Like patients with particularly trustworthy doctors, customers at the Little Bookshop often come to us with embarrassing questions, one we're often asked in the shop is "Can you help me find a book that will get me back into reading."
Diagnosis: Reader's Block
Reader's Block can come about for a variety of reasons:
Sometimes you feel like you haven't the time to read, and building up the momentum to really get involved with a book gets harder and harder.
Coming to the end of a particularly brilliant book or series of books can leave you feeling like nothing you read next can match up.
And occasionally there's one particular book that bogs you down - which is what happened to me recently - halfway through the book, I stalled and couldn't get back up to my usual pace. Worse, I found that picking up any other book made me feel guilty,so obliged did I feel to finish this book.
The cure for Reader's Block must be administered as quickly as possible to avoid it becoming a habit. The cure is three-pronged and can be summarised as the Three Fs.
Funny - PG Wodehouse is the master of the funny book, but I also love Jonathan Coe and Neil Gaiman for their incredible ability to make me laugh aloud.
Fast-paced - Any book that keeps you turning the pages compulsively is a great cure, this can be a crime series - I love Philip Kerr's Bernie Gunther books for this - but really anything that drives you to know what's going to happen next, for example David Nicholls' One Day.

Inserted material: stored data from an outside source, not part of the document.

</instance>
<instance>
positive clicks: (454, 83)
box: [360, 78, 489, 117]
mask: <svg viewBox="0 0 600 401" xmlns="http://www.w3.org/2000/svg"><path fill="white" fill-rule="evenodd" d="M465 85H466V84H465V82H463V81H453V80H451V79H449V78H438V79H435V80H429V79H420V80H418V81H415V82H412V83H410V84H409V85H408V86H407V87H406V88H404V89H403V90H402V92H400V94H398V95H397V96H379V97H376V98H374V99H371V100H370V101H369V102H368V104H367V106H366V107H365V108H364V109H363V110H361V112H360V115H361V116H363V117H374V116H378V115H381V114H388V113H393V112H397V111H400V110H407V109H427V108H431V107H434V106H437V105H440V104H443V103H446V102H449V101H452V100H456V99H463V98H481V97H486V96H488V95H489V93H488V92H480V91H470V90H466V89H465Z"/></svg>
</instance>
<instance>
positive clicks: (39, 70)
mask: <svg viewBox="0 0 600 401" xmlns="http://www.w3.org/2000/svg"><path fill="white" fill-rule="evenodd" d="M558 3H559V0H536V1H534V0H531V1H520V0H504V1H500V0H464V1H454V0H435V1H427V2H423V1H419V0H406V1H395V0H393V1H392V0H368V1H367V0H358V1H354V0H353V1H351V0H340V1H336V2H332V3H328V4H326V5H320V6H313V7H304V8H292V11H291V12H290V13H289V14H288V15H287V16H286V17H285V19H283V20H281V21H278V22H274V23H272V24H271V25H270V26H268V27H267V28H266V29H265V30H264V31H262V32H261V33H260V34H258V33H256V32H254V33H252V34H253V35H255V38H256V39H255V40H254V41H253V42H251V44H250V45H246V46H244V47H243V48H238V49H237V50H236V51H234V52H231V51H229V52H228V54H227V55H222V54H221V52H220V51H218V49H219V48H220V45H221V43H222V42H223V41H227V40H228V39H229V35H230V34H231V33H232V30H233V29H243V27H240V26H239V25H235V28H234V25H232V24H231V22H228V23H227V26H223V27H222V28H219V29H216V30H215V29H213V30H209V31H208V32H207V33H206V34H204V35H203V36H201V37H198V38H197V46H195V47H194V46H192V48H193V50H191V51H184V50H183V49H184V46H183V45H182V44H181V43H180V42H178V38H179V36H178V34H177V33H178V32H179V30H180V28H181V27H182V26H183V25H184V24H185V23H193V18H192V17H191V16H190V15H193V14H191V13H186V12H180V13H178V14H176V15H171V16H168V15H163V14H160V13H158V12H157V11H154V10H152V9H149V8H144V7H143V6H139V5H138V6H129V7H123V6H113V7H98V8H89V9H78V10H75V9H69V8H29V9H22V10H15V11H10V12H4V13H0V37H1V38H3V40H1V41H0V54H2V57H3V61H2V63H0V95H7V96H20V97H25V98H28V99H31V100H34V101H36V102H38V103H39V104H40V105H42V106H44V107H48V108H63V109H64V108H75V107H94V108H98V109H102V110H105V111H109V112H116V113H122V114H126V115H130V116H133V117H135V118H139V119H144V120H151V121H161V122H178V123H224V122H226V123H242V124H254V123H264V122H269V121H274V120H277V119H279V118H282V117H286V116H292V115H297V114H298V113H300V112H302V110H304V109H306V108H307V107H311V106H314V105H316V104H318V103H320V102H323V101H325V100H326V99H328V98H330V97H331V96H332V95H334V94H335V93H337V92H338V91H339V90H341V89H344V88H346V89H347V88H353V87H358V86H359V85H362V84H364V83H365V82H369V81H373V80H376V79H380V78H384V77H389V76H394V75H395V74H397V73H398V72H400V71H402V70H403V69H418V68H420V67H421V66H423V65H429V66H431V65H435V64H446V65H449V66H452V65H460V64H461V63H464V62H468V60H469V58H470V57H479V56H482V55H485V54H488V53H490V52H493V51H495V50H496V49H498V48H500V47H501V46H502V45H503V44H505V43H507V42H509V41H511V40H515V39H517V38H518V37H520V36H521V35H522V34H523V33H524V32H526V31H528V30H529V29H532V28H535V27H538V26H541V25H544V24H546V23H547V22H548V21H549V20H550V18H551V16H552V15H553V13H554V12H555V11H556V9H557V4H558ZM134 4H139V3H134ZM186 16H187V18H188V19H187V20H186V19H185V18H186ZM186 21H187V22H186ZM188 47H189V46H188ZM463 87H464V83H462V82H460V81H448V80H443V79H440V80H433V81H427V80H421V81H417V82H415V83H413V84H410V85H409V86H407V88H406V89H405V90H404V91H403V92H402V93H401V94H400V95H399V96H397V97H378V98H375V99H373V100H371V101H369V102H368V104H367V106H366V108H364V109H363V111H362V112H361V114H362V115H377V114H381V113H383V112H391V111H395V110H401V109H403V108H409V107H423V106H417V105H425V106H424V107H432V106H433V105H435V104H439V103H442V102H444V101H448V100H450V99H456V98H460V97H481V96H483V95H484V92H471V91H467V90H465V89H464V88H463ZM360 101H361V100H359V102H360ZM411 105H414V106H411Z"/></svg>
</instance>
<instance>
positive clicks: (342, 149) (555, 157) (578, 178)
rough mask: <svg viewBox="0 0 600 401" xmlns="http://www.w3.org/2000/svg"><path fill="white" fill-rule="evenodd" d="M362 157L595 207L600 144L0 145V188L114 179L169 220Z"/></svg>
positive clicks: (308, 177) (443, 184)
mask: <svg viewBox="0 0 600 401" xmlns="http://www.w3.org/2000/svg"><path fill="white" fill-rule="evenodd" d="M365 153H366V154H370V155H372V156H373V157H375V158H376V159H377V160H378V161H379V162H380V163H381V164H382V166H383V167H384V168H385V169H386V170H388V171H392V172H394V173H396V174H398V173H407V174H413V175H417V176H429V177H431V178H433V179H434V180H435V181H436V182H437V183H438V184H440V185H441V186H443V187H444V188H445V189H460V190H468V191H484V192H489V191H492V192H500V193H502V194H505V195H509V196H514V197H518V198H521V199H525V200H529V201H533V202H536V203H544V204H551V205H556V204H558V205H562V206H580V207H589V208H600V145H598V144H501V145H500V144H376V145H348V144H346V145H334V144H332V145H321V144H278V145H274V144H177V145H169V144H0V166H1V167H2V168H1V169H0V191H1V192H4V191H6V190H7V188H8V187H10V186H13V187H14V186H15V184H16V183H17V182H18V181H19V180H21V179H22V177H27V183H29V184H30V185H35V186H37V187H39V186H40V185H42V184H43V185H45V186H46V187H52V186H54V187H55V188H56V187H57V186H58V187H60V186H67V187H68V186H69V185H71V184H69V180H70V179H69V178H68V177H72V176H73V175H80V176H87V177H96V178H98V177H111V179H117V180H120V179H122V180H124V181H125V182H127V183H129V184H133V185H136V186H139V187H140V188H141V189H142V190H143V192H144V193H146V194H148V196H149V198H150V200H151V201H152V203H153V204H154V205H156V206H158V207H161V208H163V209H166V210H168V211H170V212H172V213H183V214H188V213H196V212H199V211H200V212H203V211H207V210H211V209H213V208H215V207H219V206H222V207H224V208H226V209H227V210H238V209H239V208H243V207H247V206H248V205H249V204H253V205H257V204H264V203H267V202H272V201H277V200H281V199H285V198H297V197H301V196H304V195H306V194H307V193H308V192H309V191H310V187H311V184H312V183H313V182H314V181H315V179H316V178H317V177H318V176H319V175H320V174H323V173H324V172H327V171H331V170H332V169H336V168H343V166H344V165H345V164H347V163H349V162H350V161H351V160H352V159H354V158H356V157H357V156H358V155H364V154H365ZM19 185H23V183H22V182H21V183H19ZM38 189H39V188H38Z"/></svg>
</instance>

Familiar - There's nothing like going back to an old favourite book when you're under the weather, and it can be a great way to get yourself back into the reading habit. Any Agatha Christie (preferably one where you've forgotten whodunnit), a favourite children's book (Little Women is always my first choice here, or another classic (Reader's Block is a great excuse to re-read Jane Austen).
My own recent bout of Reader's Block was ultimately cured with a combination of the three Fs. Amy Bloom's Where the God of Love Hangs Out, a collection of interlinking short stories, walks an elegant line between humour and poignance. I found James Frey's Final Testament of the Holy Bible absolutely gripping, and I had to know how it ended. And in memory of Diana Wynne Jones, I re-read my well-worn copy of The Lives of Christopher Chant.